Wireless sensor networks (WSNs) are gaining attention in recent years. Considering the potential low cost of a single sensor-processor unit in the near future, it is envisioned that there will be large-scale deployments of sensor networks for various applications: environmental, medical, inventory control, energy management, structural health monitoring, etc. A WSN comprises of a large number of nodes that individually have limited energy and computational power; however, by cooperating with each other, they can jointly perform tasks that are difficult to handle by traditional centralized sensing systems.

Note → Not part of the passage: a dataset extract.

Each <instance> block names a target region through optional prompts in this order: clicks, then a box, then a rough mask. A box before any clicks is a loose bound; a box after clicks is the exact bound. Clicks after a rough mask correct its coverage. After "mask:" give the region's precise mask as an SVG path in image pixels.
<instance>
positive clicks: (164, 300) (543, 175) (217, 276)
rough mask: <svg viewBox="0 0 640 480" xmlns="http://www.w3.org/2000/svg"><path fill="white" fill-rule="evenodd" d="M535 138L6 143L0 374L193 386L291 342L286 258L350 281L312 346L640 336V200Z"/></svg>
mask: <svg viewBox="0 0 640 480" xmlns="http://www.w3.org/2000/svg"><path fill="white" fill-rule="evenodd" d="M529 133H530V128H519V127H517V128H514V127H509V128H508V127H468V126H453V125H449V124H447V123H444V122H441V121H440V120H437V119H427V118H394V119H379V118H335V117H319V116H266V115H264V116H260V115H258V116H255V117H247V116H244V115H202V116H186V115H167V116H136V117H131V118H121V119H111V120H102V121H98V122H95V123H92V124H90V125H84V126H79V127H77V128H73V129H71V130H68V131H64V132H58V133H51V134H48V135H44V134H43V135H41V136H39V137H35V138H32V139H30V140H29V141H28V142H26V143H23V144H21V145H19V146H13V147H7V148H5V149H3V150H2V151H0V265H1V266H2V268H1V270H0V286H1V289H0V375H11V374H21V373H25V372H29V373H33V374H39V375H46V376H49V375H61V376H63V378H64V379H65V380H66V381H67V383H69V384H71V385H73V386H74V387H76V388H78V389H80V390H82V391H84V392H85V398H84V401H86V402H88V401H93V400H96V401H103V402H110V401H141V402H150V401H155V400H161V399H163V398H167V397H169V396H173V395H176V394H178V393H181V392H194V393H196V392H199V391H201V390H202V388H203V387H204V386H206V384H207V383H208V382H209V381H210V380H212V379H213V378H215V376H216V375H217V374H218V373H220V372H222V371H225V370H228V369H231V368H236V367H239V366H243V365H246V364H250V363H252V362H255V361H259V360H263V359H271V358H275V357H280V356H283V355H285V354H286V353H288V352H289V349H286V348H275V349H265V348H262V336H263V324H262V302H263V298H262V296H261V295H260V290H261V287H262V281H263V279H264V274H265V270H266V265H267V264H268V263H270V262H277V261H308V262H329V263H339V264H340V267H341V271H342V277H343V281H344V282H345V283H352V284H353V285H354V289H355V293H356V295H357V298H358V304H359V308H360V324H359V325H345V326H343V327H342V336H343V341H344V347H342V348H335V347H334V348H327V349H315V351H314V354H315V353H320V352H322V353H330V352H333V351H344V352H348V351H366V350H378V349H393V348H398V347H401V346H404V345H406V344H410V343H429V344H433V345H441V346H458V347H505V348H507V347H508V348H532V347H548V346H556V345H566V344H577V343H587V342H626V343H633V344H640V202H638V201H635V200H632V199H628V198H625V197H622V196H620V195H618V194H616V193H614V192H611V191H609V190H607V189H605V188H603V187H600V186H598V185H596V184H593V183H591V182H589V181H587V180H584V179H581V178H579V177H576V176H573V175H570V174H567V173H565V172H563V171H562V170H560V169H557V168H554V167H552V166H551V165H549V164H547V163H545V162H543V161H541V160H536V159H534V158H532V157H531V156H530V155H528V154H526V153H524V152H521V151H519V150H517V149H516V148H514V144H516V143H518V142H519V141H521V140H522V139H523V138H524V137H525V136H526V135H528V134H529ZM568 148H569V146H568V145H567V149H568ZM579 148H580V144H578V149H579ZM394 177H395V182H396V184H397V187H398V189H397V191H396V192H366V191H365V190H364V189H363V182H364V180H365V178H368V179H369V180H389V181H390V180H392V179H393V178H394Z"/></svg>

In this dissertation, spatial and spatio-temporal signal processing methods are developed for WSNs: (1) Distributed estimation and detection using hidden Markov random fields: We derive ICM algorithms for distributed estimation of the hidden random field from the noisy measurements and consider both parametric and nonparametric measurement-error models. (2) Parametric signal estimation in the presence of node localization errors: We propose a Bayesian framework that accounts for the inherent uncertainties in the node locations (caused by the node localization errors) and develop an estimation method that is robust to these uncertainties. (3) Event-region estimation under the Poisson regime: We propose a parametric model for the location and shape of the event region and develop a Bayesian method for event-region estimation in large-scale sensor networks. (4) Sequential mean-field estimation and detection in spatially correlated Gaussian fields: We propose distributed methods for estimating and detecting the mean of a correlated Gaussian random field observed by a sensor network.

We consider estimation and detection of both localized and global phenomena and practically important nonparametric scenarios where the distribution of the measurements is unknown.